The CD album Playclothes From Faraway Places is ostensibly the uncomfortable bedfellow of Terry Farley’s Acid Rain compilation and ephemeral 1920s fashion design. It makes for a strangely successful marriage of ideas; sorta like visiting a vintage dress museum after a sweaty session in the club - which always seems a great notion but, rarely has any takers. 

The Vinyl album Why Does My House Make Creaking Noises? is like the soundtrack to a supremely odd first-person computer game experience, or a spectral call to dance, its 120-130bpm framework now making his sound uncannily compatible with a broad range of other styles.

Whether doffing a cap to early Photek in Cobwebby Whodunit and the shape-shifting Crafty and Familiar or doing Stakker-style acid mixed with spooky fairground organs in Apprehended Deeplier, this may well be the most unsettling and infectious MWC episode so far. 

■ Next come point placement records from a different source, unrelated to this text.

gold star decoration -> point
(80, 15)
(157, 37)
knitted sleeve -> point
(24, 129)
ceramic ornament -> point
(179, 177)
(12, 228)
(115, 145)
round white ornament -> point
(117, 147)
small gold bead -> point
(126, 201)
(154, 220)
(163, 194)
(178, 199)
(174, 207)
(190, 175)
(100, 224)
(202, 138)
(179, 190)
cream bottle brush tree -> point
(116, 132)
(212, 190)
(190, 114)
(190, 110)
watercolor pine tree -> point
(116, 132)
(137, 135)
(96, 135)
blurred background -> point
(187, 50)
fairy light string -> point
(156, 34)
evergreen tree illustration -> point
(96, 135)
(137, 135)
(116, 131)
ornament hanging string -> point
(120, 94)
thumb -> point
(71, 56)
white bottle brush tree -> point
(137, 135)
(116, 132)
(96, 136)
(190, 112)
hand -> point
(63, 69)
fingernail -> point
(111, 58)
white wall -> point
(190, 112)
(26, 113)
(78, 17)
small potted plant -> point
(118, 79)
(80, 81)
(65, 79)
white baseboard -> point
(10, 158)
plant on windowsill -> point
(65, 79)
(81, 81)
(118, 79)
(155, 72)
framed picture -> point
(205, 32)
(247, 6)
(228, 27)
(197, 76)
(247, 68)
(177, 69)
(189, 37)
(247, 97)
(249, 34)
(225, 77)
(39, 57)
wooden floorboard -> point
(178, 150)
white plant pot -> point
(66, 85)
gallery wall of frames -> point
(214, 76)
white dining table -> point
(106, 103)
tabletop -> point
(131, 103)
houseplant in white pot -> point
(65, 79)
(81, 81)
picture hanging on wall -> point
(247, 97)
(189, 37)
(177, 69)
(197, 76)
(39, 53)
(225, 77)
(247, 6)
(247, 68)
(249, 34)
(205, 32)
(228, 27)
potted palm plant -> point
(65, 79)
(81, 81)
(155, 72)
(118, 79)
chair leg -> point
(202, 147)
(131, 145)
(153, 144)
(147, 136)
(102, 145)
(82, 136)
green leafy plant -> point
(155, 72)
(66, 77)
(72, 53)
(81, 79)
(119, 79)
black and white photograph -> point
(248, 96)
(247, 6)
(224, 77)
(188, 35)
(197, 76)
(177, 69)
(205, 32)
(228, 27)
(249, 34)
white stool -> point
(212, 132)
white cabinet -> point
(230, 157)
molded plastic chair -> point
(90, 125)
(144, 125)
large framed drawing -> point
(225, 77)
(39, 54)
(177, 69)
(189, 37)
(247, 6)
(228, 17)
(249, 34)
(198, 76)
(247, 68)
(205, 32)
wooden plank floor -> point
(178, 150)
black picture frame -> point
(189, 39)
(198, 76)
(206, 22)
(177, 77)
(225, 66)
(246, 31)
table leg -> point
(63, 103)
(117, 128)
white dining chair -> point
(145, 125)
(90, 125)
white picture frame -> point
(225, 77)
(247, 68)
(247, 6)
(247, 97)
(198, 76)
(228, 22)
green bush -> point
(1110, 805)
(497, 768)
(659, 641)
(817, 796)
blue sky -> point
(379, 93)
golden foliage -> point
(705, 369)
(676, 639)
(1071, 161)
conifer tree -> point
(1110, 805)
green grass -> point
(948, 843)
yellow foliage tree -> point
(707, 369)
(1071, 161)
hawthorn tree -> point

It’s Carl Craig-meets-ITV 3 at 5am, Landcruising across time and space fuelled on mushies thru clandestine meetings in wood-panelled rooms, hatching deals about the new world and succumbing to itchy bouts of St. Vitus-style dancefloor voodoo, all connected by the mould-like threads of curious, probing melody. 

It's as trippy as last year’s temporal coach trip to Leporine Pleasure Gardens but with a more driven momentum that’s equal parts Harold Faltermeyer and acid-dabbling Radiophonics, packaged up in some typically brilliant artwork to make for another indispensible MWC missive.